To request a quote for one of our Digital Pump Stroke Counter Systems please click here or send an email which includes the options that meet the needs for you installation to sales@poorboysinstrument.com. Please do not send any non-public personal information. Please allow two business days for a response.

The SK-8Y2X series alloy film sensor consists of an ion-beam sputtering alloy film sensor and a signal modulation circuit and is applicable to detection of fluid pressure, differential pressure or liquid level. The Sensor is made using the modern film equipment and etching technique. The sensor has unique technique and excellent performance and can stably run in severe environment. The liquid medium pressure/differential pressure acts on the corrosion resistant stainless steel elastic film to deform the film, as shown in the strain schematic diagram. An alloy film strain resistance comprising Wheatstone bridge has been made on the film. Film deformation changes the geometry and value of the resistance, and the bridge outputs corresponding electrical signals. The electronic circuit amplifies the bridge output signals and converts them into standard 4~20mA current signals for output.

We usually think and practice corresponding for the change of circumstance, and grow up. We aim at the achievement of a richer mind and body as well as the living for Mud Pump Stroke Counter Sensor, , , , Sincere cooperation with you, altogether will create happy tomorrow!

Acadiana Pump Stroke Counter or Rate Meter Displaying both the total number of strokes and the strokes per minute for two or three mud pumps (up to 1,024 strokes per min per pump), the  Acadiana Oilfield Instruments’ pump stroke counter has easy to use push buttons for resetting the pump count. Built-in a stainless steel design, this indicator will last in any environment.

The present invention relates in general to oilfield equipment and in particular to the measurement of a recurring event. A preferred embodiment of the invention relates to equipment for the oil and gas drilling and production industry and particularly to an event sensor for rotary or reciprocal oilfield machinery.
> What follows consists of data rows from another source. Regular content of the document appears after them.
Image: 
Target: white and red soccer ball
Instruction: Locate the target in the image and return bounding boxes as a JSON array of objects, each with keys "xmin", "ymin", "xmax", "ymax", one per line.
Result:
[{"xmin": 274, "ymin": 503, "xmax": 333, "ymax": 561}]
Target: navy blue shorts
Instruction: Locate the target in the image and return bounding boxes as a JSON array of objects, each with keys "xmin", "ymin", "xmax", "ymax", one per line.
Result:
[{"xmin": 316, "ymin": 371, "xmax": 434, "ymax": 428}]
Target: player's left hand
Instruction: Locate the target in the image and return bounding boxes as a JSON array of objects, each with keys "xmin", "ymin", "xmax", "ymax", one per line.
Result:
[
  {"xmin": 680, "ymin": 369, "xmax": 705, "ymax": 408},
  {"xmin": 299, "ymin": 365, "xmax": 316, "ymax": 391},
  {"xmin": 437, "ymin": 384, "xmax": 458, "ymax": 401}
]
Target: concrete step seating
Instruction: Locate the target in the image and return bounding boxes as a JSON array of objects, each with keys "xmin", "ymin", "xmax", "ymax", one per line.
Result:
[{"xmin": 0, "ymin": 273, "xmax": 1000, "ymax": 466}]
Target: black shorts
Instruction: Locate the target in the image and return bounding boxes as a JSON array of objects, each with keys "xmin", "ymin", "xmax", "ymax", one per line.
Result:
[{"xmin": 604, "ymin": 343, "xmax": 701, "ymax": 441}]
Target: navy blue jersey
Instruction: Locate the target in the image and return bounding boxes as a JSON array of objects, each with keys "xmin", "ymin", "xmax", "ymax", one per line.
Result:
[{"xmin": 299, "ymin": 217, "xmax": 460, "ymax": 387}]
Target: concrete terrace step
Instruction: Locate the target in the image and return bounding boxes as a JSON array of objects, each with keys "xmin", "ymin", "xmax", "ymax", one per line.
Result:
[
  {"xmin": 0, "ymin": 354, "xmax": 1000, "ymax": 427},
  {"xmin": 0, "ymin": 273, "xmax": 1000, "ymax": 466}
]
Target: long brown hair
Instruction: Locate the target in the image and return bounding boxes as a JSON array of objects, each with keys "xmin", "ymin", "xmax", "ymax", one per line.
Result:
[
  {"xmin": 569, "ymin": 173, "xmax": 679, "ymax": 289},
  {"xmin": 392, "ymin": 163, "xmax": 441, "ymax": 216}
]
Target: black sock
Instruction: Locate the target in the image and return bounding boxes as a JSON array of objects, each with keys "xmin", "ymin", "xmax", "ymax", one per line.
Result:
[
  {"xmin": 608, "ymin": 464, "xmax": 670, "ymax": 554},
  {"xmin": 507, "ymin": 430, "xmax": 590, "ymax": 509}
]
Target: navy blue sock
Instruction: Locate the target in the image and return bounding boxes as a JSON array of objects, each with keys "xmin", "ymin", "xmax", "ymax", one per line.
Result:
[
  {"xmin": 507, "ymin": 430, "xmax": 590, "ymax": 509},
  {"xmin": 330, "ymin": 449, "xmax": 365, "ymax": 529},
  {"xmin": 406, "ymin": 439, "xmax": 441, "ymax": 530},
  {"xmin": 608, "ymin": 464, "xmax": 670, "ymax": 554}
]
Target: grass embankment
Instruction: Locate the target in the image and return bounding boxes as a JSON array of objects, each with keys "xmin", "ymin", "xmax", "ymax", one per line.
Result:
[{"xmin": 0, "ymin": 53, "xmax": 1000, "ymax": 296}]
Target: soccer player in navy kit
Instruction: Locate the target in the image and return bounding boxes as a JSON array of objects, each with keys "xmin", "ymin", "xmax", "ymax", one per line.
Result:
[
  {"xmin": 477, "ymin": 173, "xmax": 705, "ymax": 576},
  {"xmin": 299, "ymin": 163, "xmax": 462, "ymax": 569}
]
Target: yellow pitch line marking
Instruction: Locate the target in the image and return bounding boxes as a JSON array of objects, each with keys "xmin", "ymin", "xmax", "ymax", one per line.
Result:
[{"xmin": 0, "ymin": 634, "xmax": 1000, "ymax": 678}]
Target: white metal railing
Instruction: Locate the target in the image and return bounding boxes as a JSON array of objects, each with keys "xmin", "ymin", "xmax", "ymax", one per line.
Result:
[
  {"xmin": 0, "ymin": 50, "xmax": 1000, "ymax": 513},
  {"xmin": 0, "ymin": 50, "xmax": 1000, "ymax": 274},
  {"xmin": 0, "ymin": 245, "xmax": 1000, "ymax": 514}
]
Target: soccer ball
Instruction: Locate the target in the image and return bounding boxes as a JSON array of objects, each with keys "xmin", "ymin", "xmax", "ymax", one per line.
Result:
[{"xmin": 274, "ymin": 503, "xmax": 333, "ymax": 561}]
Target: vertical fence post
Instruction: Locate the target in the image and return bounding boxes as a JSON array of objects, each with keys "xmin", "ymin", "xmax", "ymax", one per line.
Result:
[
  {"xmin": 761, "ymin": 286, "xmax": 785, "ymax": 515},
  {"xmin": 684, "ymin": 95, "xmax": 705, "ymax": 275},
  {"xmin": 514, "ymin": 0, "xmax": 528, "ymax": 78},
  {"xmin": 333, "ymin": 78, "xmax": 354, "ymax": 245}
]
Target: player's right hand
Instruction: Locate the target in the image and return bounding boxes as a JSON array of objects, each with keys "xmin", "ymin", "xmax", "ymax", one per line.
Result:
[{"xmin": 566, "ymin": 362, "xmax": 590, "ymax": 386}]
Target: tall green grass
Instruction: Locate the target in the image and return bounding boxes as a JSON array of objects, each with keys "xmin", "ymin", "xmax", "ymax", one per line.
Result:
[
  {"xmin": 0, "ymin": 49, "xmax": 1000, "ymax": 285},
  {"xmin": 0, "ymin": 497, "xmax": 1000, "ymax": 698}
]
In the art of drilling oil and gas wells, it is well known to count certain reoccuring events, such as the revolutions of the drill pipe, the number of strokes of a mud pump or the like. For example, during oil and gas drilling and production operations it is necessary to monitor various events to provide adequate control and safety. The pump stroke of the drilling mud slush pump is continuously monitored during an oil and gas well drilling operation to monitor the mud being pumped into the well. In the prior art, mechanical contact switching systems have been used to count the pump strokes. These mechanical connections have disadvantages and in order to advance the state of the art of oil and gas drilling and production, it is desirable to improve the systems for transmitting pump stroke information. The prior art systems have encountered the problems of poor access to the reciprocating or rotary element due to its motion and location, and vulnerability of pick-ups due to routine machine maintenance and wear of contacting parts. The present invention will result in fewer service problems due to failure or misalignment and will provide consistent accuracy.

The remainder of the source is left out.